Bernstein Center for Computational Neuroscience Munich and Faculty of Biology, Ludwig-Maximilians-Universität München, 82152 Planegg-Martinsried, Germany.
Bernstein Center for Computational Neuroscience Munich and Faculty of Biology, Ludwig-Maximilians-Universität München, 82152 Planegg-Martinsried, Germany
J Neurosci. 2019 Apr 10;39(15):2847-2859. doi: 10.1523/JNEUROSCI.2605-18.2019. Epub 2019 Jan 28.
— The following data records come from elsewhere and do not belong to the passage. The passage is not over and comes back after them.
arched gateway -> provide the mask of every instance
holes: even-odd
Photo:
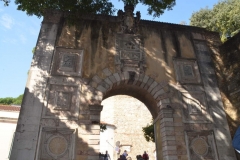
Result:
[[[74,26],[46,12],[11,160],[98,159],[101,101],[117,94],[148,107],[158,160],[236,159],[211,62],[218,33],[124,10]]]

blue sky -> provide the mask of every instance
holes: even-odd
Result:
[[[115,8],[123,9],[123,3],[113,0]],[[135,12],[141,12],[141,18],[179,24],[201,8],[212,8],[218,0],[176,0],[176,6],[160,18],[153,19],[147,15],[147,8],[137,5]],[[42,18],[27,16],[16,10],[14,0],[4,7],[0,1],[0,98],[17,97],[23,94],[27,81],[27,72],[32,59]]]

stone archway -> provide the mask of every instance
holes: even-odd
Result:
[[[75,26],[61,11],[46,12],[11,160],[98,159],[101,102],[119,93],[153,115],[158,160],[236,159],[211,63],[218,34],[124,9]]]
[[[102,73],[105,74],[104,79],[95,75],[89,84],[95,90],[101,92],[102,100],[113,95],[123,94],[143,102],[154,119],[158,159],[168,157],[168,154],[163,156],[162,150],[162,147],[166,148],[168,146],[162,144],[163,136],[164,138],[171,138],[172,134],[168,132],[174,132],[173,109],[170,103],[173,92],[170,91],[168,83],[158,83],[147,75],[133,72],[112,73],[108,68],[104,69]],[[164,123],[160,123],[160,121]],[[167,129],[165,129],[166,127]],[[175,143],[175,140],[171,140],[171,143]],[[168,149],[164,151],[168,152]]]

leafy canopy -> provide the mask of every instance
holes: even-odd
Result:
[[[0,98],[0,104],[10,105],[10,104],[16,104],[21,105],[23,99],[23,94],[18,96],[17,98],[12,97],[6,97],[6,98]]]
[[[234,36],[240,29],[240,1],[222,0],[212,9],[204,8],[194,12],[190,25],[206,28],[220,33],[224,42],[227,37]]]
[[[10,0],[0,0],[8,6]],[[120,1],[120,0],[119,0]],[[138,3],[148,6],[148,14],[159,17],[165,9],[171,10],[176,0],[121,0],[124,4]],[[15,0],[18,10],[26,11],[28,15],[43,16],[46,9],[59,9],[72,13],[94,13],[112,15],[116,9],[110,0]]]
Insects and vertebrates harbor specific neurons that encode the animal's head direction (HD) and provide an internal compass for spatial navigation. Each HD cell fires most strongly in one preferred direction. As the animal turns its head, however, HD cells in rat anterodorsal thalamic nucleus (ADN) and other brain areas fire already before their preferred direction is reached, as if the neurons anticipated the future HD. This phenomenon has been explained at a mechanistic level, but a functional interpretation is still missing. To close this gap, we use a computational approach based on the movement statistics of male rats and a simple model for the neural responses within the ADN HD network. Network activity is read out using population vectors in a biologically plausible manner, so that only past spikes are taken into account. We find that anticipatory firing improves the representation of the present HD by reducing the motion-induced temporal bias inherent in causal decoding. The amount of anticipation observed in ADN enhances the precision of the HD compass read-out by up to 40%. More generally, our theoretical framework predicts that neural integration times not only reflect biophysical constraints, but also the statistics of behaviorally relevant stimuli; in particular, anticipatory tuning should be found wherever neurons encode sensory signals that change gradually in time. Across different brain regions, populations of noisy neurons encode dynamically changing stimuli. Decoding a time-varying stimulus from the population response involves a trade-off: For short read-out times, stimulus estimates are unreliable as the number of stochastic spikes is small; for long read-outs, estimates are biased because they lag behind the true stimulus. We show that optimal decoding of temporally correlated stimuli not only relies on finding the right read-out time window but requires neurons to anticipate future stimulus values. We apply this general framework to the rodent head-direction system and show that the experimentally observed anticipation of future head directions can be explained at a quantitative level from the neuronal tuning properties, network size, and the animal's head-movement statistics.
昆虫和脊椎动物都有特定的神经元,这些神经元编码动物的头部方向(HD),为空间导航提供内部罗盘。每个 HD 细胞在一个首选方向上最强劲地发射。然而,当动物转头时,大鼠前背侧丘脑核(ADN)和其他大脑区域中的 HD 细胞会在其首选方向到达之前就开始发射,就好像神经元预测了未来的 HD 方向一样。这种现象已经在机制层面上得到了解释,但仍缺少功能上的解释。为了弥补这一空白,我们使用了一种基于雄性大鼠运动统计数据和 ADN HD 网络内神经反应的简单模型的计算方法。网络活动以一种生物上合理的方式使用群体向量进行读取,因此只考虑过去的尖峰。我们发现,预测性发射通过减少因果解码中固有的运动诱导的时间偏差,改善了当前 HD 的表示。ADN 中观察到的预测发射量可以将 HD 罗盘读取的精度提高高达 40%。更一般地说,我们的理论框架预测,神经整合时间不仅反映了生物物理限制,还反映了行为相关刺激的统计信息;特别是,只要神经元编码随时间逐渐变化的感觉信号,就应该找到预测性调谐。在不同的大脑区域中,嘈杂神经元的群体编码动态变化的刺激。从群体反应中解码随时间变化的刺激涉及到一种权衡:对于短的读取时间,由于随机尖峰的数量较少,刺激估计不可靠;对于长的读取,估计会产生偏差,因为它们滞后于真实的刺激。我们表明,对时间相关刺激的最佳解码不仅依赖于找到正确的读取时间窗口,还需要神经元预测未来的刺激值。我们将这个一般框架应用于啮齿动物头部方向系统,并表明实验观察到的对未来头部方向的预测可以从神经元调谐特性、网络大小和动物头部运动统计数据的角度在定量水平上得到解释。